Un flux excessif est la « conséquence la plus typique d’une construction précipitée ». Pendant la période de mise en service du projet, afin d'atteindre les objectifs en matière d'effluents, le flux est fixé au-dessus du flux critique. Même si les effluents peuvent être satisfaisants à court terme, le taux d'encrassement de la membrane augmente de façon exponentielle et la chute de pression augmente beaucoup plus rapidement que la normale. Au moment où vous souhaitez réduire le flux pour rétablir un écoulement normal, la couche d'encrassement est déjà compactée et la chute de pression ne peut pas être réduite. Le flux critique n’est pas une valeur arbitraire ; il doit être déterminé par des tests de flux échelonnés. La zone de sécurité fonctionne 10 à 20 % en dessous de la valeur critique.
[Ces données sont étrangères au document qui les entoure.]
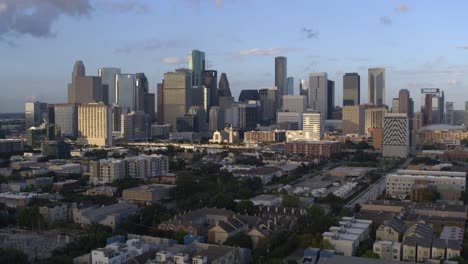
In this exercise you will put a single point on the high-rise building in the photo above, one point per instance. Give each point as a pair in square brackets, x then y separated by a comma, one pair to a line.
[351, 89]
[160, 105]
[84, 89]
[374, 118]
[404, 102]
[210, 81]
[330, 98]
[432, 105]
[449, 113]
[141, 88]
[125, 86]
[294, 103]
[66, 119]
[268, 105]
[290, 85]
[35, 113]
[248, 116]
[395, 105]
[353, 119]
[312, 125]
[216, 119]
[177, 90]
[107, 75]
[376, 86]
[95, 124]
[318, 93]
[197, 65]
[281, 77]
[395, 141]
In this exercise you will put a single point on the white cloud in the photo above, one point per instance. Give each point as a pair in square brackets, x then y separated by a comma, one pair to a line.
[263, 51]
[401, 8]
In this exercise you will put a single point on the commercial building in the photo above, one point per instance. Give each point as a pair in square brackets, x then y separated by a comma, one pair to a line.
[177, 89]
[264, 136]
[95, 124]
[110, 215]
[353, 120]
[376, 86]
[84, 89]
[346, 237]
[314, 149]
[66, 119]
[197, 65]
[448, 184]
[374, 118]
[313, 125]
[107, 75]
[318, 93]
[35, 113]
[11, 146]
[395, 141]
[281, 73]
[268, 105]
[149, 193]
[351, 89]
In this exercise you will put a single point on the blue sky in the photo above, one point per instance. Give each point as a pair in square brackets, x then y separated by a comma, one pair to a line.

Le rapport d'arrêt de la pompe-est également crucial. Un pompage continu et prolongé conduit à une couche de gâteau de filtration plus épaisse à la surface de la membrane ; une pause trop courte laisse au gâteau de filtration un temps insuffisant pour se détacher. Généralement, 8-10 minutes de pompage combinées à 1 à 2 minutes de pause constituent un rythme relativement sûr, mais l'ajustement spécifique doit être effectué en fonction de la concentration réelle des boues et du type de membrane. Conseils pratiques : Lorsque vous constatez une augmentation soutenue du différentiel de pression transmembranaire, ne vous précipitez pas pour ajouter des produits chimiques pour le nettoyage. Tout d'abord, vérifiez dans cet ordre : ① Vérifiez si l'aération est uniforme et efficace ; ② Vérifiez si MLSS et SVI sont dans la plage normale ; ③ Vérifier le flux et le rapport d'arrêt de la pompe ; ④ Confirmez si la fréquence de lavage à contre-courant/nettoyage d’entretien est adéquate. Si les trois premiers conviennent, envisagez un nettoyage chimique hors ligne.
En fin de compte, une augmentation de la différence de pression transmembranaire ne se produit jamais soudainement ; c'est indiqué par les données. Les tendances sont plus importantes que les valeurs numériques - enregistrez quotidiennement les changements de TMP, tracez une ligne de tendance et soyez vigilant si vous constatez une pente croissante ; n'attendez pas qu'une alarme retentisse pour agir.
En conclusion
La durée de vie et la stabilité opérationnelle des membranes MBR dépendent à 70 % de la maintenance et à 30 % de la conception. Une augmentation de la pression différentielle n’est pas effrayante ; ce qui fait peur, c'est de dépanner à plusieurs reprises sans en trouver la cause. Comprendre parfaitement les quatre dimensions de l'encrassement des membranes, des caractéristiques des boues, du système d'aération et des paramètres de fonctionnement, et résoudre les problèmes un par un. La plupart des anomalies de pression différentielle peuvent être résolues rapidement. N'attendez pas que le problème devienne grave pour le prendre au sérieux ; d’ici là, l’argent et le temps dépensés dépasseront de loin ceux de l’entretien de routine.